Another bug report was sent (gnu.org #333429). Again, apology for the problem with the E-mail system. The problem was fixed, and I was asked to resubmit my comments, which I did today.

This time, confirmation messages arrived after less than 5 minutes (Comment #2930, Comment #2931, Comment #2932, Comment #2933). The status of the above comments can be tracked by surfing to the appropriate link. For example, Comment #2930 can be tracked by browsing http://gplv3.fsf.org/comments/rt/readsay.html?id=2930.

I feel proud of myself. Not only did I make some comments, but I also cleared the way for other people to contribute to this very important review of the GPLv3.

Avoidance of wheel reinvention vs. NIH – possible influencing factors?

Basically, this is a true story. However, some of the details were made different from what happened in reality.

Once upon a time, in a nonprofit organization, which will remain nameless, a volunteer sysadmin set up a PC to serve as the nonprofit’s public server, serving few Web sites, managing mailing lists and some other services.

The guy was clever and configured the OS (Linux) on the PC in a nonstandard but highly secure way.

Few years later, other volunteers took over the PC. They preferred not to bother to learn how the system is configured and how to administer it. They preferred instead to reconfigure the PC to a more conventional and familiar configuration.

End of story.

The arguments, which erupted due to the above preference, led me to ponder the general question: when and why do software professionals prefer to reinvent the wheel?

On one hand, operating systems and computer languages are not, as a rule, reinvented all the time. Most people are content to learn an existing environment, become expert in it and stick to it. Only very few venture forth and write a new OS or a development framework for a new programming language.

On the other hand, when confronted by legacy software or existing installation, several people prefer to discard any existing work and start from afresh.

What differentiates among those two extremes? I tried to build a list of the relevant variables:

  1. How well is the framework designed for extensibility or for building upon it?
  2. Quality and thoroughness of documentation – especially instructions how to make changes to the system.
  3. Amount of wisdom invested in the basic system design, which is worthy of learning due to its own sake.

In the case of the above story, the first two variables seem to explain the reluctance of the other volunteers to use the first volunteer’s system.

Finally a test for aptitude for programming?

It is well known that it is impossible to use currently available tools to test for ability to program computers.

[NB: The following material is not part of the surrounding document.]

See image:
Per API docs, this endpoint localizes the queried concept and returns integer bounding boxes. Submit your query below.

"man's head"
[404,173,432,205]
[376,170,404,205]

In their paper The camel has two humps (working title), Dehnadi and Bornat claim to finally have a test, which can predict one’s ability to program. Basically, their test assesses the candidate’s ability to manipulate symbols according to rules without looking for a meaning in those symbols.

A note to self:
According to the above paper, the following are the major semantic hurdles, which trip up novice imperative programmers:

  1. Assignment and sequence.
  2. Recursion/Iteration.
  3. Concurrency.

Novice declarative programmers have to leap the following semantic hurdle:

  • Argument substitution.

In addition to the above semantic hurdles, I know of one additional major semantic hurdle:

  • The concept of a pointer.

I wonder whether there are additional semantic hurdles, listed in some obscure (or not so obscure) paper published somewhere in the world – or even unrecognized so far.